Now the equivalent of your snippets. First:

htmlFromGooglesFirstLink = do
                              b <- goto "http://www.google.com"
                              let firstLink = head (links b)
                              b2 <- goto firstLink -- note that a new browser is returned
                              putStr (getHtml b2)

And second:

twoBrowsers = do
                b1 <- goto "http://www.google.com"
                b2 <- goto "http://www.stackoverflow.com/"
                putStr (getHtml b1)
                putStr (getHtml b2)

UPDATE (reply to your update):

If Browser has a state, it can send HTTP Referer header and cookies while hiding all mechanics inside itself and giving nice API.

No need for state still, goto can just take a Browser argument. First, we'll need to extend the type:

data Browser = Browser { getUrl :: String, getHtml :: String, getLinks :: [String], 
                         getCookies :: Map String String } -- keys are URLs, values are cookie strings

getUrlContents :: String -> String -> String -> IO String
getUrlContents url referrer cookies = ...

goto :: String -> Browser -> IO Browser
goto url browser = let
                     referrer = getUrl browser 
                     cookies = getCookies browser ! url
                   in 
                   do 
                     html <- getUrlContents url referrer cookies
                     let links = getLinksFromHtml html
                     return (Browser url html links)

newBrowser :: Browser
newBrowser = Browser "" "" [] empty

If Browser has no state, the developer is likely to pass around all current URL/HTML/Cookies -- and this adds noise to scenario code.

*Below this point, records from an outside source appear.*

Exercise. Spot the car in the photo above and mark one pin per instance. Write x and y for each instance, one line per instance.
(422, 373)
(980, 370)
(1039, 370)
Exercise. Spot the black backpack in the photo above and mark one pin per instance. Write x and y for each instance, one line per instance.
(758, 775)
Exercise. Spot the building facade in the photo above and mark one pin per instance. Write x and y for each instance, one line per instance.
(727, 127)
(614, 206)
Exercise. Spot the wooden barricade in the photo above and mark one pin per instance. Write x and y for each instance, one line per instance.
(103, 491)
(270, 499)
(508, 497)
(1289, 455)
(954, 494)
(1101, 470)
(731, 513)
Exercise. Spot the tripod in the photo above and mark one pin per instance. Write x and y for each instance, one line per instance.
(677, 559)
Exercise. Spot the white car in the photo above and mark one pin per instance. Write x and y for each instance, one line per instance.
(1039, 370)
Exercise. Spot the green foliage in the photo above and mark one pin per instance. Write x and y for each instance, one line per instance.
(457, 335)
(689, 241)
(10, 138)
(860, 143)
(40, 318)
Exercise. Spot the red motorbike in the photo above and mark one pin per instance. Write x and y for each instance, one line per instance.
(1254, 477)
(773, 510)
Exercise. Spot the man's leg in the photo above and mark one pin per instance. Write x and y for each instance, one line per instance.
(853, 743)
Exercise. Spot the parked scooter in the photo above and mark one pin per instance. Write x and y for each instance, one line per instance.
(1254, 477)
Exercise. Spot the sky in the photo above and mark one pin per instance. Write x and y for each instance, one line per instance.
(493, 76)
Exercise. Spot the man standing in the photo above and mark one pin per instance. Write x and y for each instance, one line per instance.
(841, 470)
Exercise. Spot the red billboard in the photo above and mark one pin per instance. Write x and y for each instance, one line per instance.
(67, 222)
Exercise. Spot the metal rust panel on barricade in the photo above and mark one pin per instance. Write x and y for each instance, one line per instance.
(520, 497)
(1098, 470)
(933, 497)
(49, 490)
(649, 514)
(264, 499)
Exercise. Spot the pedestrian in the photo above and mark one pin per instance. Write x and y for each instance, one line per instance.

No, you just pass values of type Browser around. For your example,

useGoogle :: IO ()
useGoogle = do
              b <- goto "http://www.google.com/" newBrowser
              let b2 = typeIntoInput 0 "haskell" b
              b3 <- clickButton "Google Search" b2
              ...

Or you can get rid of those variables:

(>>~) = flip mapM -- use for binding pure functions

useGoogle = goto "http://www.google.com/" newBrowser >>~
            typeIntoInput 0 "haskell" >>=
            clickButton "Google Search" >>=
            clickLink "2" >>=
            clickLink "3" >>~
            getHtml >>=
            putStr

Does this look good enough? Note that Browser is still immutable.